The Toy of the Year award has come in for some fairly stinging criticism in certain quarters this week. In many respects, the award ceremony itself was an easy target. It was the first year in a new venue, and some things didn’t work. Everyone who was there knows that, and from conversations I had at Toy Fair, it was clear that changes will undoubtedly be made next year, regardless of what any magazine writes – or attempts to take subsequent credit for.
But let’s not insult the winners of this year’s awards by inferring that the judging process was flawed. Being interviewed by Radio Derby this week, Midco’s Dave Middleton described his award as being the equivalent of “winning an Oscar.” I’m sure all the others were equally delighted. Nobody will ever agree with every award, but somehow it doesn’t seem right to undermine the winners by implying there was widespread dissatisfaction with the decision-making process behind their victories.
I also think it’s worth remembering that these are industry awards. There are plenty of other awards voted for by kids and parents – more than enough, some might even say. But the Toy of the Year award has always been rooted in commercial performance; most other countries operate their industry awards the same way. On that basis, the judging process and winners seem entirely logical; I wonder how many of this year’s winners those people complaining actually disagree with? Sure, it is always nice to see smaller companies also recognised in some way, but the special recognition awards have often done that in the past, and will probably do so again in the future.
I’m all for lively debate, even the occasional whiff of controversy, but as I said in my March leader column, I just think it’s important to keep things in perspective.
Anyway, some other stuff to report before I sign off: congratulations to Richard Hollis, who has joined the Hallmark licensing division on a six month contract, and to Peter Byrne, who has taken over the role of CEO at CPLG. It was encouraging to hear that overall retail sales increased in February -let’s hope that toys have followed the trend. I was also interested to see that Lego has brought its promotional association with The Sun to an end, a decision which may – or indeed may not – have been influenced by an online petition against the partnership.
Good luck to Clive Wooster, who is walking round the Isle of Wight in aid of the Brainstrust charity in 2 weeks time.
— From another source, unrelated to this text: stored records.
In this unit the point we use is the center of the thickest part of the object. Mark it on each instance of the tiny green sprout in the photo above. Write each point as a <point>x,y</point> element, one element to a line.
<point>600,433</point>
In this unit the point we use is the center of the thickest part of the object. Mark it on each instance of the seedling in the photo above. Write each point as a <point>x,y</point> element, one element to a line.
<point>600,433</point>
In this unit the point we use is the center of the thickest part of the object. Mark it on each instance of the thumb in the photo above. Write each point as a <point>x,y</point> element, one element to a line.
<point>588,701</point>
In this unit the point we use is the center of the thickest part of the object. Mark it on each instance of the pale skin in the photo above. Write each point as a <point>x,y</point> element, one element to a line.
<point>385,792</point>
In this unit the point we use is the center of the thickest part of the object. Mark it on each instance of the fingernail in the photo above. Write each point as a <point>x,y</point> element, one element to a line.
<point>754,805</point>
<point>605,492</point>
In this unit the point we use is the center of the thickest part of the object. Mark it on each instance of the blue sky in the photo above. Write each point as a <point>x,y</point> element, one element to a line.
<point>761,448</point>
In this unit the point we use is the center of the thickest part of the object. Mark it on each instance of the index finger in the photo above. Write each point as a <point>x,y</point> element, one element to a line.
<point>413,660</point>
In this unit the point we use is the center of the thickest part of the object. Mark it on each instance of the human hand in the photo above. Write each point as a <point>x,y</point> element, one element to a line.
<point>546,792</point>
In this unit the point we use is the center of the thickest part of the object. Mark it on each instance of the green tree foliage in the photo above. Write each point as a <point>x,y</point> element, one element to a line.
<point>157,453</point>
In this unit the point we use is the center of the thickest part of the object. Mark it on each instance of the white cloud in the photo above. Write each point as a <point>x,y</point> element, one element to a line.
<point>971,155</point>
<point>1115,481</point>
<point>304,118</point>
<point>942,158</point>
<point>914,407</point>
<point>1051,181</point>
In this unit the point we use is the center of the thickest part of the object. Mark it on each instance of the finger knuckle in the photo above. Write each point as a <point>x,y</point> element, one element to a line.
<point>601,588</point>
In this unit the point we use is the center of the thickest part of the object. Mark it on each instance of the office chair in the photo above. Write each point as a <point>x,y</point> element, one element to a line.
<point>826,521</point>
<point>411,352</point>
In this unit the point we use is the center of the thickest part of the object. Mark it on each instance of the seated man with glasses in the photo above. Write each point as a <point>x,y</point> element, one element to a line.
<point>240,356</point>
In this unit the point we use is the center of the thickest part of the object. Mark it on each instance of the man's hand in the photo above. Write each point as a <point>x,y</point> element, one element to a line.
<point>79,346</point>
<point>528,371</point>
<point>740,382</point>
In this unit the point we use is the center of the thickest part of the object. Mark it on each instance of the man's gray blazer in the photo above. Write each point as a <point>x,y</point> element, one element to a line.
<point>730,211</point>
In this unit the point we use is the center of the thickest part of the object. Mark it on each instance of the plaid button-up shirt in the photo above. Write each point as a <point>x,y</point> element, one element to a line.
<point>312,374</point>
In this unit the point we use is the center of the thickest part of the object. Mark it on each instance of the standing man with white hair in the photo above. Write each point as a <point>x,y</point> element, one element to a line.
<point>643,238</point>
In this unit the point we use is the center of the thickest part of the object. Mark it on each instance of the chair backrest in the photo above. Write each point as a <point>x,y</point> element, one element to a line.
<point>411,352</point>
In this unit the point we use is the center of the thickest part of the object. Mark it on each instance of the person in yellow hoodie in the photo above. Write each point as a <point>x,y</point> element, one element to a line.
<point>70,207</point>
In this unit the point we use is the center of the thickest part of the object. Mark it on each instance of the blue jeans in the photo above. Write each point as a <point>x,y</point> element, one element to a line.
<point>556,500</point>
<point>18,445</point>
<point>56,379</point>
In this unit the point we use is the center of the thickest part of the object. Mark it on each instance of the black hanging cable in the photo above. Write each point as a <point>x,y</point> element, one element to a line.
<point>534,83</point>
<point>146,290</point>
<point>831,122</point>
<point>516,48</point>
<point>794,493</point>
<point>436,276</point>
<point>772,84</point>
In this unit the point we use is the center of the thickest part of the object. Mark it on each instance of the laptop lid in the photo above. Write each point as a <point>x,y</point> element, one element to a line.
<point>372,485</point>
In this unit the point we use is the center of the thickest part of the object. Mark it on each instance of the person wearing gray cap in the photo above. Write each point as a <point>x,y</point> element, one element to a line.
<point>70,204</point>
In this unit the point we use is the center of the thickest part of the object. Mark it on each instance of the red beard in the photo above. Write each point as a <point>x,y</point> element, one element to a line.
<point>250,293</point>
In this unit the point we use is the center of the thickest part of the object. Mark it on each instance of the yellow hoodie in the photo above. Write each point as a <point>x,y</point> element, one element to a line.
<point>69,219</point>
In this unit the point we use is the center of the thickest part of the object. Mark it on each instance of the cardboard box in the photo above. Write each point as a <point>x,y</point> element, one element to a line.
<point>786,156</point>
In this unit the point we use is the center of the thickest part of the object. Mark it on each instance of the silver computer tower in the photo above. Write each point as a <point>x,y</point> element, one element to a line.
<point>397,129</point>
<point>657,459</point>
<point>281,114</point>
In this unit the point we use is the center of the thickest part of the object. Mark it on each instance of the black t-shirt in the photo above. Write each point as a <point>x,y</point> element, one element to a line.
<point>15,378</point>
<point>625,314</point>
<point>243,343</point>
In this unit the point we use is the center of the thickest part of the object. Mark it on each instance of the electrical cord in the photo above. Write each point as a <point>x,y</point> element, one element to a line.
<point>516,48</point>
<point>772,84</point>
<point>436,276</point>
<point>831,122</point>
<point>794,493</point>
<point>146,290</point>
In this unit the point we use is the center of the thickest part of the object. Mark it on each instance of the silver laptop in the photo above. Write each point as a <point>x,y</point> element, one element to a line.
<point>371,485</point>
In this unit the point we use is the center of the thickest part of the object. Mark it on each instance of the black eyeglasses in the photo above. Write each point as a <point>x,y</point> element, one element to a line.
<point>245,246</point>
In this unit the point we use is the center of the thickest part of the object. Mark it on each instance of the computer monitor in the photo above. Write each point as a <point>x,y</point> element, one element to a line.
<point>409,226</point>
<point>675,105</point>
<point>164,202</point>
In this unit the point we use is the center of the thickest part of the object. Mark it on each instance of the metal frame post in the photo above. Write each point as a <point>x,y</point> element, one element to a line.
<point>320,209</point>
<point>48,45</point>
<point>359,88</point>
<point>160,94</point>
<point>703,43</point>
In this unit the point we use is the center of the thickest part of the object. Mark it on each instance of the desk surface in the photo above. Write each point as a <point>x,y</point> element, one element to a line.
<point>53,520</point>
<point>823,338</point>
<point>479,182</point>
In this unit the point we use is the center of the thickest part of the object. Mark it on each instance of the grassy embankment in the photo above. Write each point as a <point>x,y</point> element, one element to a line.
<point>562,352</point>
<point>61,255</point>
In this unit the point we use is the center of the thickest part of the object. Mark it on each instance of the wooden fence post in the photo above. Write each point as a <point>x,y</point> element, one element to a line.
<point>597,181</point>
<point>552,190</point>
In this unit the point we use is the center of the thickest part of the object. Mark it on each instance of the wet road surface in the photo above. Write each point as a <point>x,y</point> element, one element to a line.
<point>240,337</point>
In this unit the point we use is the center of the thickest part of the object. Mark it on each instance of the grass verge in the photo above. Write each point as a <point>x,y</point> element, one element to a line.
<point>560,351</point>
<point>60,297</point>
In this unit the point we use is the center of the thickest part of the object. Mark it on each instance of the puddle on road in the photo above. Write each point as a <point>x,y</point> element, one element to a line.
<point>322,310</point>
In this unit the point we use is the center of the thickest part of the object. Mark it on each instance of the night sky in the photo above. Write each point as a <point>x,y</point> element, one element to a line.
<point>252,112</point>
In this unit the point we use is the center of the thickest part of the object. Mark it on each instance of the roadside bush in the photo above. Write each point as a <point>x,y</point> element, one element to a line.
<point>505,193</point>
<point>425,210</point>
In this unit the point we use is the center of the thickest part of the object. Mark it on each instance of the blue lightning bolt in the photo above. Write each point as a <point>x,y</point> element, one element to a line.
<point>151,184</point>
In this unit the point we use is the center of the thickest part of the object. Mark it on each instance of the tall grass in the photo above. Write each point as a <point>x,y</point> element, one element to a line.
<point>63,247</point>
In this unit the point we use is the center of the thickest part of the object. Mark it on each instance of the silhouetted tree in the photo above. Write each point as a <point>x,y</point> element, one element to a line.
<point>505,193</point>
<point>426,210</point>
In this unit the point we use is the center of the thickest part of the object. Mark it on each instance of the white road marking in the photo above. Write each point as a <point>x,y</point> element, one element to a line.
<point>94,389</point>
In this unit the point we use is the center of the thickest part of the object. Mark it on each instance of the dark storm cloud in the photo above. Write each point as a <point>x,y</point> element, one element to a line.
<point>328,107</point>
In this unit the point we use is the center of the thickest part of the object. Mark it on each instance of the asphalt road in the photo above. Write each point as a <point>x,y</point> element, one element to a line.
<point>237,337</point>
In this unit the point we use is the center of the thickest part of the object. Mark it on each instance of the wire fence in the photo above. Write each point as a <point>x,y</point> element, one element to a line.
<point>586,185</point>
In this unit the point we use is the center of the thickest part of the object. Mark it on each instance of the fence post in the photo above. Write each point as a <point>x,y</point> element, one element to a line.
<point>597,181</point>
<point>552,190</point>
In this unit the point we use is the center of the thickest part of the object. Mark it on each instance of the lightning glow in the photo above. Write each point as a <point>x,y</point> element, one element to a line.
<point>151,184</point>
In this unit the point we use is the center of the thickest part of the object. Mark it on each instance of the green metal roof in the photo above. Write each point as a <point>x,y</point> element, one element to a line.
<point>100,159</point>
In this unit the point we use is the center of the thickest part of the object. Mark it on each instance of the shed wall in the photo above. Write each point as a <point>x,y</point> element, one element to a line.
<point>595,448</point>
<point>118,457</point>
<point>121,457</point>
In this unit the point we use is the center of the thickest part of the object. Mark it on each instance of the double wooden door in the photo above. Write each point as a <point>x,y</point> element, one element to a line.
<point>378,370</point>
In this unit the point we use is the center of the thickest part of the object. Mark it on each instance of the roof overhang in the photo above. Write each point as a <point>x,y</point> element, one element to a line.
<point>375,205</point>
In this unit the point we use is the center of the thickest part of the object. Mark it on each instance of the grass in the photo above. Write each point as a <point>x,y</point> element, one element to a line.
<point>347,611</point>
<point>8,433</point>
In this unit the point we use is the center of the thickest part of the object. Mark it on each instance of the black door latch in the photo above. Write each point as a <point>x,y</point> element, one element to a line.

And to those few lucky souls who finished Toy Fair season in Australia this past week, needless to say I am suitably jealous, so it’s probably best not to send me photos of yourself on the beach after a ‘hard day at the show’.
Finally, I was very sad to hear that Peter Fielding passed away last Friday after a long and courageous battle with cancer. Fence Club member, holder of a Golden Teddy and lifelong Manchester City supporter, Peter was a genuinely nice and hugely respected man who spent over 40 years in the toy trade with Matchbox, Hasbro and Kids Biz. In 2004 he formed Panda Toys with his great friend Alex Gribben, handling sales for numerous toy suppliers including Corinthian. He will be truly missed by his many friends in the trade, and our thoughts are with his wife and family.